Notwithstanding the responsibility of Governments in assuring high-quality educational systems, businesses can play a significant role too by supporting families and offering training and learning opportunities to workers. Businesses’ contribution to supporting education can thus take place at all levels.
The main actions that companies can implement to contribute to SDG 4 and advance inclusive and quality education for all are:
Offer training and learning opportunities to all employees across the business and entire supply chain;
Ensure fair living wages and decent working conditions to all employees across the business and entire supply chain to enable them to support the education of their children;
Ensure that there is zero child labour across the business’ operations and entire supply chain.
Invest in – and implement programmes to support higher education and free access to primary and secondary school.
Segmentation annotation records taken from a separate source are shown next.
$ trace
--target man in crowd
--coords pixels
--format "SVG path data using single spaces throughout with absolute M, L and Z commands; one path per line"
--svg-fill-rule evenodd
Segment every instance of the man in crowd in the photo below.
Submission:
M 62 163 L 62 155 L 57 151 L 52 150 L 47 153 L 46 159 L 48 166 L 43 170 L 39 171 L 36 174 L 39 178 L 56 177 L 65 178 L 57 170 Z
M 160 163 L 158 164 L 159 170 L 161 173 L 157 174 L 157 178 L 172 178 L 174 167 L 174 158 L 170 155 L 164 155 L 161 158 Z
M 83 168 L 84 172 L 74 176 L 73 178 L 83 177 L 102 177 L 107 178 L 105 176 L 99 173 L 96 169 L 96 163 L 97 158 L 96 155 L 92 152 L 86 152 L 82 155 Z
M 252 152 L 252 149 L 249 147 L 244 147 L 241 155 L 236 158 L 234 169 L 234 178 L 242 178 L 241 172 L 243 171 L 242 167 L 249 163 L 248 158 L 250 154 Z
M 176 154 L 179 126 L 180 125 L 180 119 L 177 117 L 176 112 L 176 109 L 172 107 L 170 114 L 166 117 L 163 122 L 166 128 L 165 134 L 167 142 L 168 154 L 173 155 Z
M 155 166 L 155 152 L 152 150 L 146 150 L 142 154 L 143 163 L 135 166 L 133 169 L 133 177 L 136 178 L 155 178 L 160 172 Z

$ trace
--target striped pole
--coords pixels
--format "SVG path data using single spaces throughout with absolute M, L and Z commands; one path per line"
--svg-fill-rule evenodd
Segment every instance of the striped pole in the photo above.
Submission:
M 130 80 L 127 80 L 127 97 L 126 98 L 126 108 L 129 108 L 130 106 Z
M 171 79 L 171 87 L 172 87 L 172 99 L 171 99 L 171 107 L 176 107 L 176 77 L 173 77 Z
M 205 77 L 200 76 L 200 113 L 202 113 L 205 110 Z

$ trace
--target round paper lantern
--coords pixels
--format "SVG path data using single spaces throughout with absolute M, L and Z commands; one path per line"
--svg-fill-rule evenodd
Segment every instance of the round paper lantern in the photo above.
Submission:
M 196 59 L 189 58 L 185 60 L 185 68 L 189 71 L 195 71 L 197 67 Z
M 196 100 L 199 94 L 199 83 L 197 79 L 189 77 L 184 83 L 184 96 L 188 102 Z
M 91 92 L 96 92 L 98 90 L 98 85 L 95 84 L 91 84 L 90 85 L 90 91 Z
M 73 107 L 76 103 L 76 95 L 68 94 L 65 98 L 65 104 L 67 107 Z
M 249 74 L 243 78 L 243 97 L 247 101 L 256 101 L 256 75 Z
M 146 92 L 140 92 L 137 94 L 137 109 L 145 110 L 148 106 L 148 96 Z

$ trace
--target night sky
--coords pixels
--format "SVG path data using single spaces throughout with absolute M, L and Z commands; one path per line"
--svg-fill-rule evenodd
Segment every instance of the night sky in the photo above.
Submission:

For the two above, companies should also draw up policies and codes of conduct for suppliers to ensure that fair living wages are paid, and the zero child labour condition is maintained throughout the entire supply chain. Businesses can define stricter supplier standards and introduce monitoring mechanisms together with corrective action to promptly intervene when violations are identified.
As always, making an effort to enable sustainable development leads to win-win situations.
The benefits that businesses can derive from promoting education are plenty.
Employing a skilled and well-educated labour force can boost profitability, innovation, and growth.
Moreover, learning programmes offered by companies can attract talent, enhancing the skills-set from which businesses can draw.